Dealing with boundary conditions using Fourier spectral methods

Question

I am currently working on a project where I need to use Fourier spectral methods to solve the KS equation. I found this code which is using the Fourier spectral methods to solve the classic 1D heat equation. Here's the code:

"""
Solving Heat Equation using pseudo-spectral and Forward Euler
u_t= \alpha*u_xx
BC= u(0)=0, u(2*pi)=0
IC=sin(x)
"""

import math
import numpy
import matplotlib.pyplot as plt
from mpl_toolkits.mplot3d import Axes3D
from matplotlib import cm
from matplotlib.ticker import LinearLocator

# Grid
N = 64 # Number of steps
h = 2*math.pi/N # step size
x = h*numpy.arange(0,N) # discretize x-direction

alpha = 0.5 # Thermal Diffusivity constant
t = 0
dt = .001

# Initial conditions
v = numpy.sin(x)
I = complex(0,1)
k = numpy.array([I*y for y in range(0,N/2) + [0] + range(-N/2+1,0)])
k2=k**2;

# Setting up Plot
tmax = 5; tplot = .1;
plotgap = int(round(tplot/dt))
nplots = int(round(tmax/tplot))

data = numpy.zeros((nplots+1,N))
data[0,:] = v
tdata = [t]

for i in xrange(nplots):
    v_hat = numpy.fft.fft(v)

    for n in xrange(plotgap):
        v_hat = v_hat+dt*alpha*k2*v_hat # FE timestepping

    v = numpy.real(numpy.fft.ifft(v_hat)) # back to real space
    data[i+1,:] = v

    # real time vector
    t = t+plotgap*dt
    tdata.append(t)

I don't really understand how the code deals with the boundary conditions. I understand that the initial condition satisfies the boundary conditions. But in the code there is nothing about the boundary conditions.

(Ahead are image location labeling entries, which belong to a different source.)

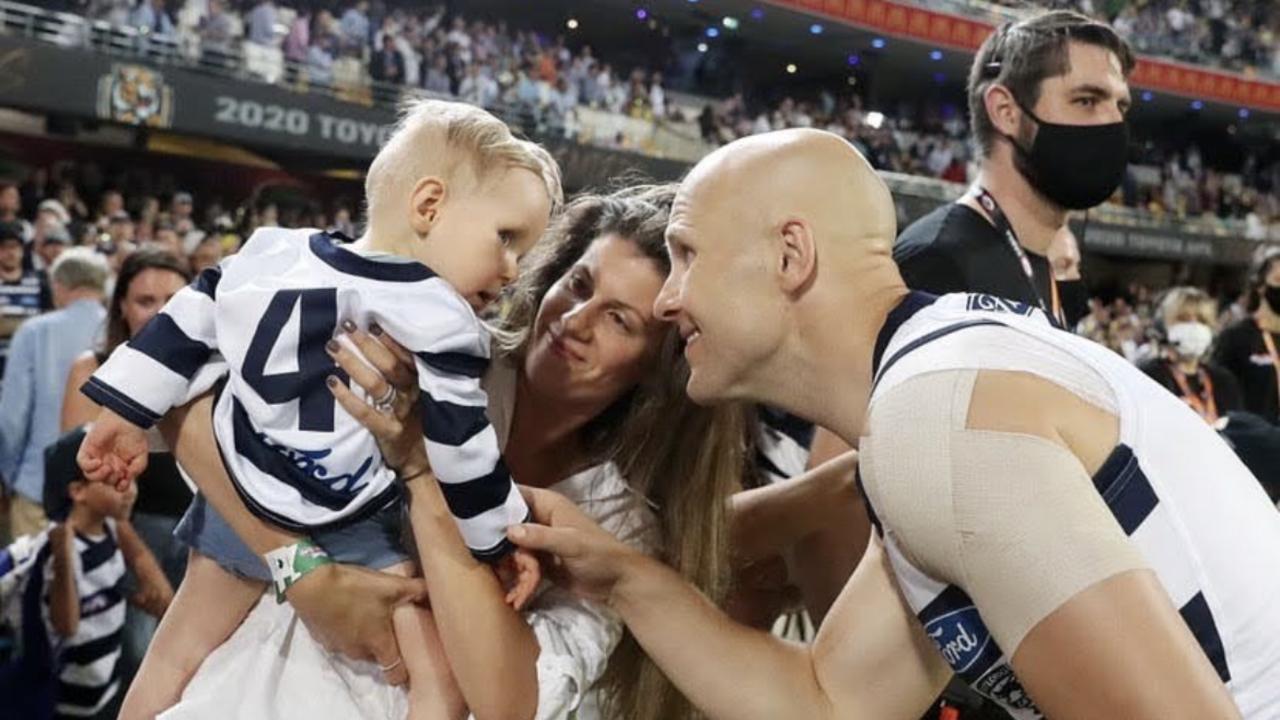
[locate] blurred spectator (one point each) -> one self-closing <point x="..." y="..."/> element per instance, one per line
<point x="151" y="18"/>
<point x="181" y="208"/>
<point x="320" y="60"/>
<point x="120" y="229"/>
<point x="388" y="64"/>
<point x="208" y="253"/>
<point x="261" y="23"/>
<point x="23" y="292"/>
<point x="1187" y="317"/>
<point x="355" y="26"/>
<point x="1251" y="347"/>
<point x="10" y="205"/>
<point x="35" y="377"/>
<point x="165" y="238"/>
<point x="216" y="33"/>
<point x="51" y="238"/>
<point x="110" y="204"/>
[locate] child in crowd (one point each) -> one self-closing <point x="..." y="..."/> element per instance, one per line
<point x="63" y="591"/>
<point x="453" y="201"/>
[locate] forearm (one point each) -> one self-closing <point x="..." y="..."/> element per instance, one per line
<point x="63" y="595"/>
<point x="727" y="670"/>
<point x="138" y="556"/>
<point x="490" y="648"/>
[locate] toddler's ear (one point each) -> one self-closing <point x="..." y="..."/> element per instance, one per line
<point x="429" y="195"/>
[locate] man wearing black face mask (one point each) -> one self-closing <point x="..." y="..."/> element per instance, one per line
<point x="1047" y="103"/>
<point x="1251" y="347"/>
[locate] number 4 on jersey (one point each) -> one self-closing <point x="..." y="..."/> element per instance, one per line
<point x="318" y="319"/>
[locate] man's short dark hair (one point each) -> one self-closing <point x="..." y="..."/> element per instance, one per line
<point x="1022" y="54"/>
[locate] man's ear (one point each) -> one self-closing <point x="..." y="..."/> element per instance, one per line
<point x="429" y="196"/>
<point x="1002" y="109"/>
<point x="799" y="255"/>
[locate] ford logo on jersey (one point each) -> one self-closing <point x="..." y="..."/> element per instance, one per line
<point x="960" y="636"/>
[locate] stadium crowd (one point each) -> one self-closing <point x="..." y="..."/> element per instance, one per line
<point x="88" y="255"/>
<point x="543" y="81"/>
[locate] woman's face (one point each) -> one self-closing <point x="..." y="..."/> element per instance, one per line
<point x="147" y="294"/>
<point x="595" y="336"/>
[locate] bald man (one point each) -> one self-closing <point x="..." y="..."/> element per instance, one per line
<point x="1052" y="527"/>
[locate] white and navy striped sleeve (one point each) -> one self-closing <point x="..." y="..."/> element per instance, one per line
<point x="144" y="378"/>
<point x="452" y="355"/>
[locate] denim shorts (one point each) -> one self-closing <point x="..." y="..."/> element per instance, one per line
<point x="373" y="542"/>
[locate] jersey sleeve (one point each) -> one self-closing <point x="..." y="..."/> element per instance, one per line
<point x="451" y="350"/>
<point x="931" y="269"/>
<point x="144" y="378"/>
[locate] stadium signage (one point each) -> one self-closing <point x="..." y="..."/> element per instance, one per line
<point x="298" y="123"/>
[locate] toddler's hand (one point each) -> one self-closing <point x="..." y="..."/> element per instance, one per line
<point x="114" y="451"/>
<point x="519" y="573"/>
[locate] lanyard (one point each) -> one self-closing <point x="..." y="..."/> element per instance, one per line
<point x="1002" y="227"/>
<point x="1271" y="351"/>
<point x="1205" y="405"/>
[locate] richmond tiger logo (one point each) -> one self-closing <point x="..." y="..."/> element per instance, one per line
<point x="135" y="95"/>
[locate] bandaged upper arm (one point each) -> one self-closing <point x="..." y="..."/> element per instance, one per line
<point x="1013" y="519"/>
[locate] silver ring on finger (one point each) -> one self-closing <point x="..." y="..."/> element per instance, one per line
<point x="387" y="401"/>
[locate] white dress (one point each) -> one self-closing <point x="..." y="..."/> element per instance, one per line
<point x="272" y="668"/>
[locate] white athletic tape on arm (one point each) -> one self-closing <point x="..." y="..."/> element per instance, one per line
<point x="1013" y="519"/>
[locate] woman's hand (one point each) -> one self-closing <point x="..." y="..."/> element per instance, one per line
<point x="382" y="367"/>
<point x="348" y="610"/>
<point x="586" y="559"/>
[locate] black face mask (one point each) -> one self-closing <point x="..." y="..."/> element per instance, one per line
<point x="1272" y="296"/>
<point x="1077" y="167"/>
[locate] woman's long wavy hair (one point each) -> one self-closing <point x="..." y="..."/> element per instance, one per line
<point x="684" y="459"/>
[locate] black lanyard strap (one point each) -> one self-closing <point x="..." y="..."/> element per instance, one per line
<point x="1002" y="227"/>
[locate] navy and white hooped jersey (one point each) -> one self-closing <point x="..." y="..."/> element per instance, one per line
<point x="296" y="456"/>
<point x="782" y="443"/>
<point x="1182" y="496"/>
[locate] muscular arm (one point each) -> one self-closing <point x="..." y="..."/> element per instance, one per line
<point x="824" y="559"/>
<point x="771" y="519"/>
<point x="1116" y="648"/>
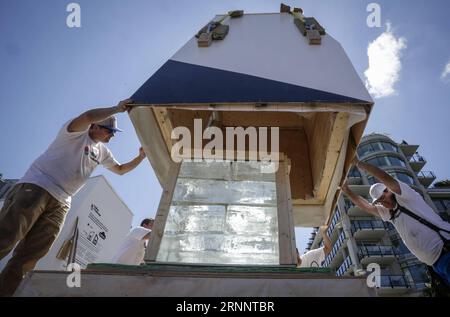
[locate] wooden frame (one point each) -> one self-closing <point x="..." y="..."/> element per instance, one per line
<point x="286" y="232"/>
<point x="162" y="213"/>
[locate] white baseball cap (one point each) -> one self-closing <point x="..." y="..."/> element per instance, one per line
<point x="376" y="190"/>
<point x="110" y="123"/>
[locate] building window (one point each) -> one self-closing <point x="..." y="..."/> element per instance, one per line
<point x="383" y="161"/>
<point x="403" y="177"/>
<point x="389" y="147"/>
<point x="395" y="161"/>
<point x="442" y="204"/>
<point x="354" y="172"/>
<point x="375" y="147"/>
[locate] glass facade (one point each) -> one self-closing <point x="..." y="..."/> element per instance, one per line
<point x="386" y="160"/>
<point x="376" y="146"/>
<point x="222" y="213"/>
<point x="401" y="176"/>
<point x="442" y="204"/>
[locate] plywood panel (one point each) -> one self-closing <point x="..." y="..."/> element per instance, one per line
<point x="262" y="119"/>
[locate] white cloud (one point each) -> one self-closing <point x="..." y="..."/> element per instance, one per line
<point x="384" y="63"/>
<point x="446" y="71"/>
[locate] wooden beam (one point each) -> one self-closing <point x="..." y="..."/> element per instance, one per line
<point x="336" y="140"/>
<point x="165" y="126"/>
<point x="162" y="213"/>
<point x="286" y="232"/>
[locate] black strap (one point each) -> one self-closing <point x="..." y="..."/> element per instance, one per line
<point x="422" y="221"/>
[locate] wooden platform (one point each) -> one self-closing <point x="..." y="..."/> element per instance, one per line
<point x="194" y="281"/>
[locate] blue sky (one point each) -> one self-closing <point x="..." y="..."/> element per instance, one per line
<point x="50" y="73"/>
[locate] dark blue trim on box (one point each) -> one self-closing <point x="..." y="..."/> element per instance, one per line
<point x="177" y="82"/>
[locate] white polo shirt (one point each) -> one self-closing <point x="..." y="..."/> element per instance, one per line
<point x="313" y="258"/>
<point x="422" y="241"/>
<point x="67" y="164"/>
<point x="132" y="250"/>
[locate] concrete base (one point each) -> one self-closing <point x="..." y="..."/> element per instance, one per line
<point x="117" y="282"/>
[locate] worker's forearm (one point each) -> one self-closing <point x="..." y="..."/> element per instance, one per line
<point x="99" y="114"/>
<point x="127" y="167"/>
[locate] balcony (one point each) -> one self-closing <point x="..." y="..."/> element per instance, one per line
<point x="334" y="221"/>
<point x="408" y="149"/>
<point x="333" y="258"/>
<point x="417" y="162"/>
<point x="354" y="177"/>
<point x="392" y="285"/>
<point x="426" y="178"/>
<point x="353" y="210"/>
<point x="368" y="229"/>
<point x="346" y="267"/>
<point x="381" y="254"/>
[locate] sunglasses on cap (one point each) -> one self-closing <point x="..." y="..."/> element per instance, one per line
<point x="109" y="130"/>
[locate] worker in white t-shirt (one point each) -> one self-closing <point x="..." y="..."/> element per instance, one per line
<point x="132" y="250"/>
<point x="394" y="201"/>
<point x="35" y="208"/>
<point x="314" y="258"/>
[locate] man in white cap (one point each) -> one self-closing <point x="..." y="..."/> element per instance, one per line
<point x="35" y="208"/>
<point x="132" y="250"/>
<point x="422" y="230"/>
<point x="314" y="258"/>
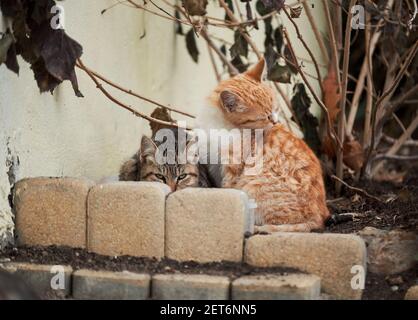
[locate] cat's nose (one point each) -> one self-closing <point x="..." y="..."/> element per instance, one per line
<point x="274" y="117"/>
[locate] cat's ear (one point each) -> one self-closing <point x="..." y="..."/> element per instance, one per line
<point x="148" y="149"/>
<point x="231" y="102"/>
<point x="258" y="72"/>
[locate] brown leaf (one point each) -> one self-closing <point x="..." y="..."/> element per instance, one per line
<point x="195" y="7"/>
<point x="160" y="114"/>
<point x="331" y="93"/>
<point x="296" y="12"/>
<point x="353" y="155"/>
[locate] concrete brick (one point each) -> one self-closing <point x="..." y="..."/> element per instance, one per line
<point x="206" y="225"/>
<point x="95" y="285"/>
<point x="51" y="211"/>
<point x="412" y="293"/>
<point x="189" y="287"/>
<point x="271" y="287"/>
<point x="329" y="256"/>
<point x="127" y="218"/>
<point x="45" y="280"/>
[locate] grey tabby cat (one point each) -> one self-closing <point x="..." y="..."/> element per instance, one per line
<point x="143" y="166"/>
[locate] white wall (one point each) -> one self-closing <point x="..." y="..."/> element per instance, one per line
<point x="62" y="135"/>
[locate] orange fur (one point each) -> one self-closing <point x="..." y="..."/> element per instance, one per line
<point x="289" y="191"/>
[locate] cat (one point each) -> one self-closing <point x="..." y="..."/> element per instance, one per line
<point x="289" y="190"/>
<point x="143" y="166"/>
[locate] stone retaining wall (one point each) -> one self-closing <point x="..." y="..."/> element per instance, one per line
<point x="203" y="225"/>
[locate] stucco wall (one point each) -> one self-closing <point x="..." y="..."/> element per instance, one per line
<point x="62" y="135"/>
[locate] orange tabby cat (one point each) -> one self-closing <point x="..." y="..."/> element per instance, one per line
<point x="289" y="190"/>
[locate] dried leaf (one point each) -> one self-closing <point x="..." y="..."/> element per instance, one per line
<point x="239" y="64"/>
<point x="59" y="53"/>
<point x="275" y="71"/>
<point x="301" y="104"/>
<point x="240" y="46"/>
<point x="230" y="5"/>
<point x="192" y="46"/>
<point x="296" y="12"/>
<point x="195" y="7"/>
<point x="179" y="25"/>
<point x="274" y="4"/>
<point x="353" y="155"/>
<point x="160" y="114"/>
<point x="278" y="38"/>
<point x="332" y="95"/>
<point x="290" y="60"/>
<point x="262" y="9"/>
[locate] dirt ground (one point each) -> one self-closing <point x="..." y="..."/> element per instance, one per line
<point x="81" y="259"/>
<point x="397" y="208"/>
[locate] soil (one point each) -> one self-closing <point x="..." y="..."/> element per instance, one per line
<point x="81" y="259"/>
<point x="398" y="208"/>
<point x="389" y="287"/>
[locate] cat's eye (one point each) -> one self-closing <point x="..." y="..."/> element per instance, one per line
<point x="182" y="177"/>
<point x="160" y="176"/>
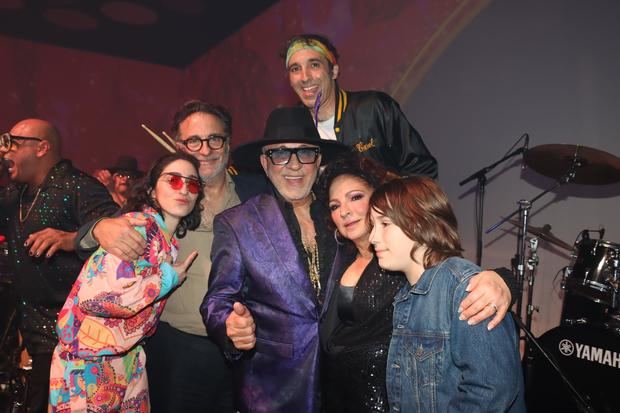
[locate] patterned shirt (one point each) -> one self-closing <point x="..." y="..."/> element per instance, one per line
<point x="114" y="304"/>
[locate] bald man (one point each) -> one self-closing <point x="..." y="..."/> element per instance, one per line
<point x="46" y="201"/>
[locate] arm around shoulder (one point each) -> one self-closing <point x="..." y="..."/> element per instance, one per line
<point x="489" y="363"/>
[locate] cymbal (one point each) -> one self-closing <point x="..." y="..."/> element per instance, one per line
<point x="594" y="167"/>
<point x="544" y="233"/>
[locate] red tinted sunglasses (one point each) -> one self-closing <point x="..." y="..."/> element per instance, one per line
<point x="176" y="182"/>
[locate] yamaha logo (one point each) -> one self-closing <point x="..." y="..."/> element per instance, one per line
<point x="566" y="347"/>
<point x="590" y="353"/>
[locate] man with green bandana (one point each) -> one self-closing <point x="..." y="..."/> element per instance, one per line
<point x="369" y="121"/>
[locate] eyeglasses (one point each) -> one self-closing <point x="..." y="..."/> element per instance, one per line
<point x="194" y="143"/>
<point x="176" y="182"/>
<point x="126" y="176"/>
<point x="282" y="156"/>
<point x="7" y="140"/>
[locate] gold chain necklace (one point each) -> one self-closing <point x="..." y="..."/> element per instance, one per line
<point x="21" y="195"/>
<point x="312" y="253"/>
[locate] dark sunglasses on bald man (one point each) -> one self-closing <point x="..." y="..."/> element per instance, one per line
<point x="176" y="181"/>
<point x="7" y="140"/>
<point x="282" y="156"/>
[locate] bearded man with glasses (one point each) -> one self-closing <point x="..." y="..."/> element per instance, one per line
<point x="47" y="201"/>
<point x="186" y="370"/>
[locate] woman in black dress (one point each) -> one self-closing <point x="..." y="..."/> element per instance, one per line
<point x="356" y="332"/>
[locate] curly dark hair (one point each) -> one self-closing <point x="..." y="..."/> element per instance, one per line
<point x="198" y="106"/>
<point x="350" y="163"/>
<point x="420" y="208"/>
<point x="305" y="37"/>
<point x="141" y="192"/>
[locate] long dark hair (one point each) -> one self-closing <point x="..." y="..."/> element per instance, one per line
<point x="141" y="192"/>
<point x="366" y="169"/>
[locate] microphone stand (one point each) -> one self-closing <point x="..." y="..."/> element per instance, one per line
<point x="481" y="176"/>
<point x="523" y="211"/>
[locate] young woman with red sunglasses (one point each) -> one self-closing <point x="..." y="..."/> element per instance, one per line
<point x="99" y="364"/>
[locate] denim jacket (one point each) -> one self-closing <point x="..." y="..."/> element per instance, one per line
<point x="437" y="363"/>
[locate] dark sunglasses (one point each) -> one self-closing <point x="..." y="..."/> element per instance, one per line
<point x="194" y="186"/>
<point x="214" y="142"/>
<point x="7" y="140"/>
<point x="282" y="156"/>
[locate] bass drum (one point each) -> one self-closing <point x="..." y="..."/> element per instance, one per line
<point x="589" y="357"/>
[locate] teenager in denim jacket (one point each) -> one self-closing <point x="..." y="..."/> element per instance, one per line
<point x="436" y="362"/>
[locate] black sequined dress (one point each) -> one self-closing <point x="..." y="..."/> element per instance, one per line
<point x="359" y="329"/>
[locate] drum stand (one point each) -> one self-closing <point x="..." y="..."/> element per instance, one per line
<point x="519" y="264"/>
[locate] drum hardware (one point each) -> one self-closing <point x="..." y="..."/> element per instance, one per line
<point x="595" y="167"/>
<point x="532" y="264"/>
<point x="582" y="402"/>
<point x="544" y="233"/>
<point x="593" y="271"/>
<point x="566" y="164"/>
<point x="482" y="181"/>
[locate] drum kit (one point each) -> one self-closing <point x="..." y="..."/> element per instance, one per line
<point x="581" y="357"/>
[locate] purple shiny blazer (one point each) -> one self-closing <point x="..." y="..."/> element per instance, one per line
<point x="255" y="262"/>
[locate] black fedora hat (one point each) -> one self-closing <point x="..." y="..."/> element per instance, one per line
<point x="286" y="125"/>
<point x="127" y="165"/>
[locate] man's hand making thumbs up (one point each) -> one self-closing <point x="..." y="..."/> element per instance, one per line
<point x="240" y="327"/>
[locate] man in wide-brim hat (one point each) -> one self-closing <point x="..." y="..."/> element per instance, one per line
<point x="270" y="266"/>
<point x="120" y="177"/>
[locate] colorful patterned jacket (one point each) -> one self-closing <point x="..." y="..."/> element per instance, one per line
<point x="115" y="304"/>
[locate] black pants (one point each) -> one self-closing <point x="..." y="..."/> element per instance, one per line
<point x="187" y="373"/>
<point x="39" y="383"/>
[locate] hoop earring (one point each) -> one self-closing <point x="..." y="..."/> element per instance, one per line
<point x="336" y="233"/>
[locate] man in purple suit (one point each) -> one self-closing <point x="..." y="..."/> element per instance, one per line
<point x="268" y="254"/>
<point x="270" y="270"/>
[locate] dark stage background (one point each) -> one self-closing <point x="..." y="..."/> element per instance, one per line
<point x="471" y="75"/>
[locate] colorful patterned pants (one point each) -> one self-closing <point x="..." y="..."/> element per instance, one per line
<point x="103" y="385"/>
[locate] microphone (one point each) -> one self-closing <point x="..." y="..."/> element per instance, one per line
<point x="526" y="147"/>
<point x="585" y="234"/>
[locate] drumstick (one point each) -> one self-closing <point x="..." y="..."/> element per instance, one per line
<point x="169" y="138"/>
<point x="158" y="139"/>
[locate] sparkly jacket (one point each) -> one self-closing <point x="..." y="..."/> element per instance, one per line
<point x="114" y="304"/>
<point x="373" y="124"/>
<point x="68" y="199"/>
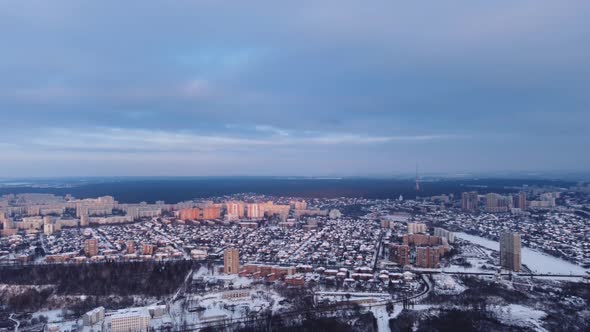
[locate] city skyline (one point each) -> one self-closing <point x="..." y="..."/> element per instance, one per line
<point x="308" y="89"/>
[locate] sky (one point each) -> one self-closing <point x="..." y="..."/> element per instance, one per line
<point x="313" y="88"/>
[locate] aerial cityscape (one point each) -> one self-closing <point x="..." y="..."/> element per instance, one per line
<point x="294" y="166"/>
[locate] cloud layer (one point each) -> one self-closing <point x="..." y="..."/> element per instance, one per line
<point x="292" y="88"/>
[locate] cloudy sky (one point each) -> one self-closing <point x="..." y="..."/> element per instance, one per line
<point x="293" y="87"/>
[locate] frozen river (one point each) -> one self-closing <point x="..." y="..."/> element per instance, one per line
<point x="536" y="261"/>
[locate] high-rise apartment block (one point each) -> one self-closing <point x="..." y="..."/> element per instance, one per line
<point x="211" y="212"/>
<point x="190" y="214"/>
<point x="469" y="201"/>
<point x="130" y="247"/>
<point x="520" y="201"/>
<point x="427" y="257"/>
<point x="400" y="254"/>
<point x="510" y="251"/>
<point x="91" y="247"/>
<point x="414" y="228"/>
<point x="497" y="203"/>
<point x="231" y="261"/>
<point x="254" y="211"/>
<point x="147" y="249"/>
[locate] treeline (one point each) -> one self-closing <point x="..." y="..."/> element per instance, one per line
<point x="120" y="278"/>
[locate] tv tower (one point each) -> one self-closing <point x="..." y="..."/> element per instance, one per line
<point x="417" y="179"/>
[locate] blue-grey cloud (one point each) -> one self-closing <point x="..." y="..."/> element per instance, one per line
<point x="301" y="87"/>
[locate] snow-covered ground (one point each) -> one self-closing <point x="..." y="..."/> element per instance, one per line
<point x="519" y="315"/>
<point x="536" y="261"/>
<point x="447" y="285"/>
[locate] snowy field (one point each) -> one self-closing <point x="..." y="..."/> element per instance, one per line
<point x="537" y="261"/>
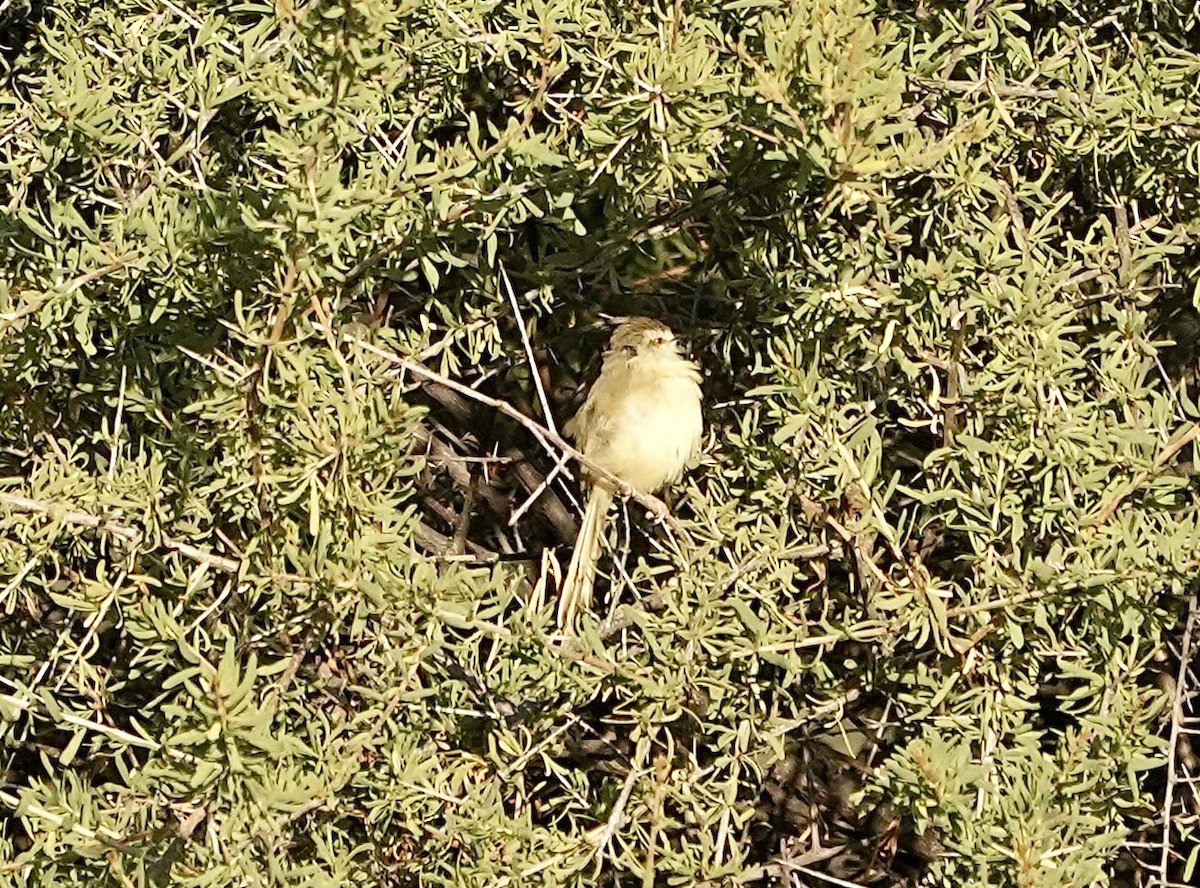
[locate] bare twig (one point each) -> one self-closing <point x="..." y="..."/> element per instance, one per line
<point x="549" y="439"/>
<point x="1177" y="727"/>
<point x="131" y="534"/>
<point x="547" y="414"/>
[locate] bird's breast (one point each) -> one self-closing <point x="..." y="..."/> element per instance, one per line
<point x="652" y="433"/>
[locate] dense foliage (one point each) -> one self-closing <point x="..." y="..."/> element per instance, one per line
<point x="265" y="619"/>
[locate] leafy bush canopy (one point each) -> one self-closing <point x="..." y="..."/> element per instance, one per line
<point x="265" y="622"/>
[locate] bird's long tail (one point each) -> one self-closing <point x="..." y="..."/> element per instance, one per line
<point x="576" y="593"/>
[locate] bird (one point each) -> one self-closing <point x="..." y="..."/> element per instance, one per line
<point x="642" y="421"/>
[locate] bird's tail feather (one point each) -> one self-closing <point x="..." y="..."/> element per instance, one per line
<point x="576" y="592"/>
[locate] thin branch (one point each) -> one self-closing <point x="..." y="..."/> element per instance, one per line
<point x="131" y="534"/>
<point x="1164" y="455"/>
<point x="1177" y="719"/>
<point x="549" y="439"/>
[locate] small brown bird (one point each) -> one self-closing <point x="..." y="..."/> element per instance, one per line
<point x="642" y="423"/>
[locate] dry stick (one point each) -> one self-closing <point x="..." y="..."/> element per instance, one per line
<point x="528" y="347"/>
<point x="131" y="534"/>
<point x="1159" y="461"/>
<point x="541" y="396"/>
<point x="549" y="439"/>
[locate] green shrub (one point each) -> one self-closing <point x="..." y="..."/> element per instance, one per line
<point x="264" y="619"/>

How should I proceed to change the boundary conditions in this code? For exemple how would I compute periodic boundary conditions for the heat equation?

Answer 1

In this code, you are trying to solve this 1D heat transfer equation:

$$\frac{\partial u}{\partial t} = \alpha \frac{\partial^{2} u}{\partial x^{2}}$$

If you use discrete Fourier transform (DFT) on $u(x,t)$ and discretized $x$ values of $x_{i}$ where $0 \leq i \leq N$ and $x \in [0,L]$ and $x_{i} = \frac{i}{N}L$ and $k_{i} = \frac{2 \pi i}{L}$, you have:

$$\tilde{u}(k_{m},t) = \sum_{n=0}^{N} u(x_{n},t) e^{-i x_{n} k_{m}}$$

and

$$u(x_{n},t) = \sum_{m = 0}^{N} \tilde{u}(k_{m},t) e^{i x_{n} k_{m}}$$

The first assumption here is that $u$ is periodic. Because:

$$u(x_{n}+L,t) = \sum_{m=0}^{N} \tilde{u}(k_{m},t) e^{i x_{n} k_{m}} e^{i L k_{m}} = \sum_{m=0}^{N} \tilde{u}(k_{m},t) e^{i x_{n} k_{m}} e^{i 2 \pi m} = u(x_{n},t)$$

So, you have this transformed governing equation as:

$$\frac{d \tilde{u} (k,t)}{dt} = -\alpha k^{2} \tilde{u}(k,t)$$

You can discretized this equation by using Forward Euler method as:

$$\tilde{u}(k,t+\Delta t) = \tilde{u}(k,t) + \Delta t (-\alpha k^{2} \tilde{u}(k,t))$$

You know that: $u(x,0) = \sin(x)$, so you have $\tilde{u}(k,0)$. So keep in mind in this scheme you don't see the boundary conditions explicitly cause they are hidden in the assumtpion of DFT that $u$ must be periodic.